If $P$ is a projective $R$-module, it is well-known that there exists a generating set $u_1,\cdots, u_r$ for $P$ over $R$ and $f_1,f_2,\cdots, f_r$ in $\mbox{Hom}_R(P,R)$ such that every $x\in P$ can be written as $$x=f_1(x)u_1 + f_2(x)u_2 +\cdots + f_r(x)u_r.$$

If $P$ would have been free on $\{u_1,\cdots,u_r\}$ then the expression for each $x$ would have been unique, am I right? In this case, $\{f_1,\cdots, f_r\}$ is a dual basis of $\{u_1,\cdots,u_r\}$ in the sense $$f_i(u_j)=\delta_{ij}.\hskip8mm(*)$$

Q.1 Is there example of finitely generated module over $R$ such that

(1) $P$ is projective but not free.

(2) The basis $\{f_1,\cdots, f_r\}$ (or any such basis) does not satisfy $(*)$?

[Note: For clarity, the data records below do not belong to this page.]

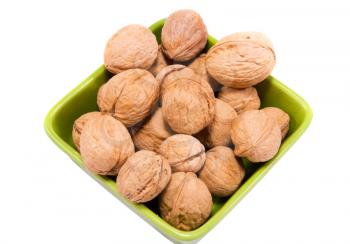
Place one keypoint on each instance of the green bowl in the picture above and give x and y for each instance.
(82, 99)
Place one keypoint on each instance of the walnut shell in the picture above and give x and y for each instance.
(198, 66)
(105, 145)
(143, 176)
(184, 35)
(79, 124)
(187, 100)
(186, 202)
(241, 60)
(217, 133)
(152, 133)
(256, 136)
(129, 96)
(240, 99)
(183, 152)
(160, 62)
(222, 173)
(133, 46)
(281, 117)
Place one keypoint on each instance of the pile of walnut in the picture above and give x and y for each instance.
(183, 133)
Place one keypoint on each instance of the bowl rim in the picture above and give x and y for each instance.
(142, 210)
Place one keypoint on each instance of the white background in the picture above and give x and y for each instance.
(47, 48)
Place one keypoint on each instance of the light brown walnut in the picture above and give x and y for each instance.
(217, 133)
(240, 99)
(241, 60)
(160, 62)
(187, 100)
(184, 35)
(256, 136)
(198, 66)
(152, 133)
(129, 96)
(105, 145)
(222, 172)
(281, 117)
(183, 152)
(133, 46)
(144, 176)
(79, 125)
(186, 202)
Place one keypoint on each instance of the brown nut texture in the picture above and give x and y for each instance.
(256, 136)
(241, 60)
(133, 46)
(198, 66)
(187, 100)
(281, 117)
(186, 202)
(183, 152)
(184, 35)
(217, 133)
(152, 133)
(143, 176)
(160, 62)
(129, 96)
(79, 125)
(240, 99)
(105, 145)
(222, 172)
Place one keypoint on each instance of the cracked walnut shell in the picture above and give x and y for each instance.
(186, 202)
(79, 124)
(160, 62)
(187, 100)
(133, 46)
(222, 172)
(241, 60)
(281, 117)
(183, 152)
(240, 99)
(256, 136)
(184, 35)
(198, 66)
(129, 96)
(152, 133)
(105, 145)
(217, 133)
(144, 176)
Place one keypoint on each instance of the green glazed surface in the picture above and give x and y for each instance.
(82, 99)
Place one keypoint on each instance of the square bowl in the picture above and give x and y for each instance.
(82, 99)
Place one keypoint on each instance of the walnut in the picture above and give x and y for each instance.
(184, 35)
(79, 124)
(240, 99)
(281, 117)
(152, 133)
(222, 173)
(183, 152)
(105, 145)
(186, 202)
(218, 131)
(198, 66)
(187, 100)
(241, 60)
(129, 95)
(133, 46)
(256, 136)
(144, 176)
(161, 62)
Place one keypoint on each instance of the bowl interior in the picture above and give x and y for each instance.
(82, 99)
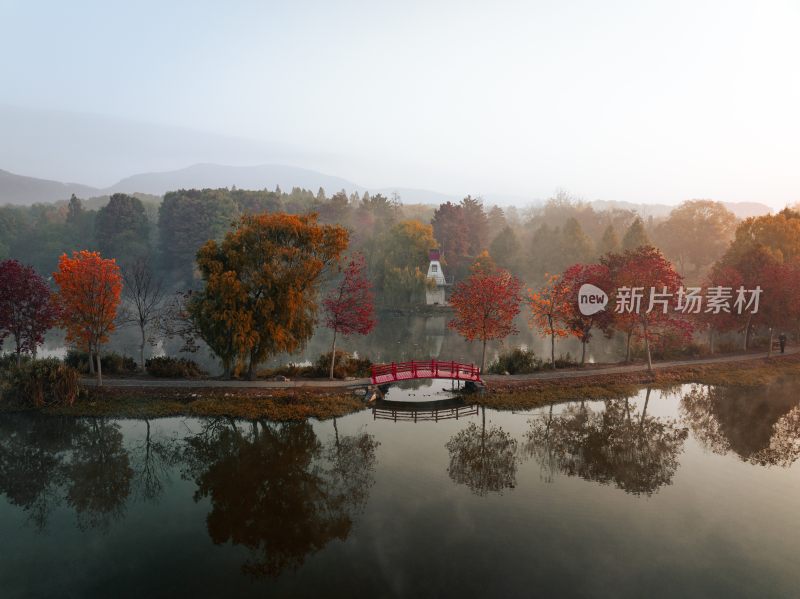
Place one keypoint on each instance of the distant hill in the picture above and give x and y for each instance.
(244, 177)
(740, 209)
(18, 189)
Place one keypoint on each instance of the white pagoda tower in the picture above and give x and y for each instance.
(436, 295)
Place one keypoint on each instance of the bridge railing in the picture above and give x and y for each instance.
(423, 369)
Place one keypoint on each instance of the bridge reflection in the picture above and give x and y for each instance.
(423, 411)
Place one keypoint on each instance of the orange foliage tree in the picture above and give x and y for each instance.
(261, 286)
(550, 310)
(486, 304)
(89, 294)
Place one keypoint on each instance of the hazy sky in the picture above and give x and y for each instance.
(637, 101)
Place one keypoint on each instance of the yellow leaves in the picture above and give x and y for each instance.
(261, 284)
(550, 306)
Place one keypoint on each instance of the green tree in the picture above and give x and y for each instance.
(609, 243)
(186, 220)
(635, 237)
(506, 250)
(396, 266)
(697, 232)
(576, 246)
(122, 230)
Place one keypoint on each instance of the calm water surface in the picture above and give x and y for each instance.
(691, 493)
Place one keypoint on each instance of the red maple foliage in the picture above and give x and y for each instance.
(89, 293)
(780, 309)
(720, 321)
(646, 272)
(349, 307)
(27, 310)
(579, 325)
(486, 304)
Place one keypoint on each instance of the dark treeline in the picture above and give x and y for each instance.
(395, 238)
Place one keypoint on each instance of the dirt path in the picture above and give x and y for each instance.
(489, 378)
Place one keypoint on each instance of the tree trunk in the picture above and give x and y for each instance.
(747, 332)
(251, 367)
(333, 354)
(647, 347)
(644, 409)
(141, 350)
(628, 347)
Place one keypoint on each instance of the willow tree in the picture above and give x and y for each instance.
(261, 285)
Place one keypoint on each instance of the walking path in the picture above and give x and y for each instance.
(489, 378)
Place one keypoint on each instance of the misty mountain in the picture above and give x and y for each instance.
(18, 189)
(245, 177)
(99, 150)
(740, 209)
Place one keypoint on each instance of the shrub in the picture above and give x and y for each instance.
(290, 370)
(167, 367)
(111, 362)
(9, 361)
(38, 383)
(516, 361)
(562, 361)
(346, 365)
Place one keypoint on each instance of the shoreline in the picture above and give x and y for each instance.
(283, 401)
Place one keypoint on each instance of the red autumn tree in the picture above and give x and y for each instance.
(349, 306)
(89, 294)
(780, 309)
(27, 310)
(645, 287)
(717, 321)
(550, 310)
(579, 325)
(486, 304)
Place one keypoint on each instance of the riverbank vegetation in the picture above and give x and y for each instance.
(527, 394)
(212, 245)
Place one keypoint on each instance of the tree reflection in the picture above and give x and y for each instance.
(483, 459)
(277, 490)
(46, 461)
(759, 425)
(152, 459)
(635, 452)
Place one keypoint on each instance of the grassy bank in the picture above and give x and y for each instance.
(298, 404)
(271, 404)
(514, 395)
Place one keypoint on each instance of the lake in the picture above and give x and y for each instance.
(691, 492)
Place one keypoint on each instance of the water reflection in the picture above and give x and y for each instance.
(276, 497)
(759, 425)
(483, 459)
(618, 445)
(275, 489)
(45, 462)
(153, 458)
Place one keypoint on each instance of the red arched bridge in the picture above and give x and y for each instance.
(429, 369)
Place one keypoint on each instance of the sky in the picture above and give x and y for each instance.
(634, 101)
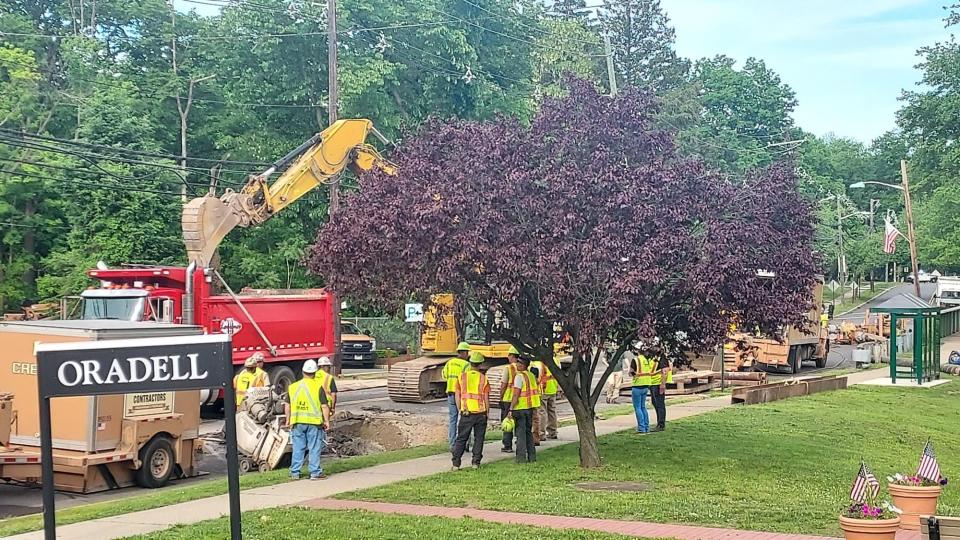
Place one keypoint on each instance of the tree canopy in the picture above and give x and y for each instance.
(586, 219)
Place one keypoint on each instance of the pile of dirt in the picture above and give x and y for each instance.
(378, 430)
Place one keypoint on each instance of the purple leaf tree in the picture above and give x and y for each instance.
(586, 219)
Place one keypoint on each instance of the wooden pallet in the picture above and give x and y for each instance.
(693, 382)
(684, 383)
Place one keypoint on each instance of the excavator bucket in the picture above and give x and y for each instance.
(205, 222)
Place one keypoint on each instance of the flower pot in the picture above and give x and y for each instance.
(869, 529)
(915, 501)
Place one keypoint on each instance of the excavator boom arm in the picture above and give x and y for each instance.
(207, 220)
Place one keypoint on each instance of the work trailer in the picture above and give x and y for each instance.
(99, 442)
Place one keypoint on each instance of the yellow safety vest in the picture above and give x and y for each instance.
(511, 375)
(658, 376)
(644, 365)
(244, 381)
(452, 370)
(326, 381)
(529, 394)
(305, 402)
(474, 392)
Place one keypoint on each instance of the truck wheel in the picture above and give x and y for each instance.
(794, 360)
(282, 377)
(157, 462)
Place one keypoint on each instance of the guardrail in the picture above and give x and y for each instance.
(949, 321)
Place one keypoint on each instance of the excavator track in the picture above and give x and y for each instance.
(417, 381)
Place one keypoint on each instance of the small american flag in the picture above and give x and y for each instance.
(929, 468)
(864, 479)
(890, 237)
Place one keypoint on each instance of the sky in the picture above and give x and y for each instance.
(847, 60)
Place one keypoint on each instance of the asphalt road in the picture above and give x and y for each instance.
(17, 500)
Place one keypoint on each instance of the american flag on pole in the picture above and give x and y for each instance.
(929, 468)
(890, 236)
(865, 478)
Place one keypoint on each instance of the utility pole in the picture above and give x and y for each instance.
(611, 74)
(908, 209)
(333, 99)
(841, 271)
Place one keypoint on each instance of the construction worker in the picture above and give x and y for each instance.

I would be happy if some simple example could be given from ring of algebraic integers from a finite extension of $\mathbb{Q}$; since I have heard (without proof) that these rings of integers are Dedekind domains, and in these domains, all the ideals are projective.


Cohn in his book Basic Algebra says that for projective module, there always exists dual basis $\{f_1,\cdots, f_r\}$ which not necessarily satisfy $(*)$. I wanted to see example in this regard.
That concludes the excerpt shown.